Só fiz cagada, só fiz cagada. Meu Deus, cada vez que me lembro desse jogo só me apetece rir. E a malta goza, vocês é que não têm noção. O Pauleta jogava no Belenenses, jogávamos muitas vezes um contra o outro e ele diz à malta: ‘pá, vocês não têm noção de como era o Erick quando chegou aos juniores’. E era verdade. Quando fui renovar com o Sporting para o meu segundo ano, o nosso diretor dos juniores, que era o António Medinas, disse-me: ‘Erick, quando chegaste ao Sporting eu perguntei ao treinador o que ele tinha visto em ti’. Porque era impossível. Mas pronto, nessa altura já estava a jogar e por isso renovei. Depois no segundo ano fui capitão, deu-se a seleção, fiquei mais confiante, aprimorei alguns aspetos e agora estou aqui, campeão do mundo.

Depois ainda foi emprestado ao Quinta dos Lombos...

Eu não fui emprestado, eu fui dispensado.

Foi dispensado?

Sim, sim, eles gostam de dizer que fui emprestado, mas eu fui dispensado. Primeiro ano de seniores, fazia a pré-época com os seniores, ainda fiz alguns jogos, mas depois disseram-me que não contavam comigo. Fui para a Quinta dos Lombos, que coincidiu com o primeiro ano do clube na I Divisão, depois fui dois anos para o Fundão. O Sporting contratou-me no final do primeiro ano e deixou-me lá emprestado no segundo ano.

A partir daí foi sempre a subir até ser campeão do mundo.

Exatamente. No primeiro ano em que volto ao Sporting ganhámos a Champions, depois voltámos a ganhar a Champions e agora campeão do mundo.

Ainda pensa como é que aquele golaço na final bateu na trave?

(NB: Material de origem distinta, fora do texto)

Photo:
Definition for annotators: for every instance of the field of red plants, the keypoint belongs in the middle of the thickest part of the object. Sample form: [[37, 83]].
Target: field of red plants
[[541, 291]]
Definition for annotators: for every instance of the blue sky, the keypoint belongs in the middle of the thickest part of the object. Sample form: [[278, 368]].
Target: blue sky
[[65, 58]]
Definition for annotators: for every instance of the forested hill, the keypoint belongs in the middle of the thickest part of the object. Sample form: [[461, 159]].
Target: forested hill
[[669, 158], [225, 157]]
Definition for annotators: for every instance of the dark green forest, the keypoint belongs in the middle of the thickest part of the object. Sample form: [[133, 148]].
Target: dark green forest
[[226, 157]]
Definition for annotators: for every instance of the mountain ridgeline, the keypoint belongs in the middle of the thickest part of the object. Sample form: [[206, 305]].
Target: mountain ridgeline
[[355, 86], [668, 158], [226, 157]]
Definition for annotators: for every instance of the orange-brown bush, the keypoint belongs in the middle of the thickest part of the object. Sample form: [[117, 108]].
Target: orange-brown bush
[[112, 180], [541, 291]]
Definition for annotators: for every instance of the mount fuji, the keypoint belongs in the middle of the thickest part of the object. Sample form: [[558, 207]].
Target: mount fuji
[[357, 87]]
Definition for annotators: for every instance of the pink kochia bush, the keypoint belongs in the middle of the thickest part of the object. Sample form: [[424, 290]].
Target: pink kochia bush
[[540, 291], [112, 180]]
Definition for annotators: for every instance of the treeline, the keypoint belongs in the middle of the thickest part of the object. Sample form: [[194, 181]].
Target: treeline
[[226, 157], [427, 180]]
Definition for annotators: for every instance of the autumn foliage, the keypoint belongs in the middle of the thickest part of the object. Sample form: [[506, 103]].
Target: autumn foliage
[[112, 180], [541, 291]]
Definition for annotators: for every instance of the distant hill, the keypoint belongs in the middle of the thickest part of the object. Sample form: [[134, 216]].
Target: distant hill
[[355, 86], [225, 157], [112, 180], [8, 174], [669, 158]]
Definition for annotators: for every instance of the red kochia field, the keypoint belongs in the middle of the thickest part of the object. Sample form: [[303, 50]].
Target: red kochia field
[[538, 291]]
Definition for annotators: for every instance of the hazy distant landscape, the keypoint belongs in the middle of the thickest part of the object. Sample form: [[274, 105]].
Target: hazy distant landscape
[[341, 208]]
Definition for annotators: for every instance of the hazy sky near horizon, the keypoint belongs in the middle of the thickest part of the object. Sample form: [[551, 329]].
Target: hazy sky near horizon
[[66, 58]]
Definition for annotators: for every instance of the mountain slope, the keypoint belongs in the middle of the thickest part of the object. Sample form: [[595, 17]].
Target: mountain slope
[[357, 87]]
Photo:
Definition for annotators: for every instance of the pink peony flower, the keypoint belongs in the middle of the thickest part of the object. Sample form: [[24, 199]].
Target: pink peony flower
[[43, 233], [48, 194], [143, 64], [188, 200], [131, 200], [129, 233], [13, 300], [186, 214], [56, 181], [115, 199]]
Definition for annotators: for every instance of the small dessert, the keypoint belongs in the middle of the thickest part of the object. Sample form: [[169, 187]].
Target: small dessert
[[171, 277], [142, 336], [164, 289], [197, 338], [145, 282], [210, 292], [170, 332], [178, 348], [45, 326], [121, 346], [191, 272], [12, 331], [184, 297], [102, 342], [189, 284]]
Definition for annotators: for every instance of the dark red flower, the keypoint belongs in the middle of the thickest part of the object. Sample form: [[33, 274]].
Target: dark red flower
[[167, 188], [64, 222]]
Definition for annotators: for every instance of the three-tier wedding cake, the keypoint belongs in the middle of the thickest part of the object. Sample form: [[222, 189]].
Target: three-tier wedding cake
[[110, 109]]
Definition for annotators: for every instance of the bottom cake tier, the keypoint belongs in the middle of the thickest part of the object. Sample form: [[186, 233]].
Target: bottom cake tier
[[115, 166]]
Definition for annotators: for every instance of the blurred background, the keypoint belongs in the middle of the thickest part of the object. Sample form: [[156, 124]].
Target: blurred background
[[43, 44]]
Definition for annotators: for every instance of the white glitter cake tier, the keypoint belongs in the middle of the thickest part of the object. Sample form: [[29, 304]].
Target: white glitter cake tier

Não. Eu não penso nisso. Eu não sou muito de fazer golos. Neste último ano, por acaso, fiz vários golos e assistências, foi bom para as estatísticas, mas não sou muito de fazer golos. Preferia muito mais, em vez de ter feito aquilo e bater na trave, ter-me mandado de cabeça contra o poste para evitar um golo, por exemplo. É muito mais a minha capacidade, que é defensiva. Obviamente era um golaço, não sou hipócrita, era uma coisa incrível. Mas não fico com isso a matutar na cabeça.

E lembra-se do que sentiu quando o árbitro apitou pela última vez?

Eh pá, não me lembro de nada. Só me lembro de tirar a t-shirt, que não sei porquê, mas é o que faço sempre que ganho um título importante. Depois desatei por lá a correr, a correr, a correr, até que me mandei para o chão a chorar. Depois veio o Afonso e abraçou-me, logo a segui o Paçó. E o resto é história.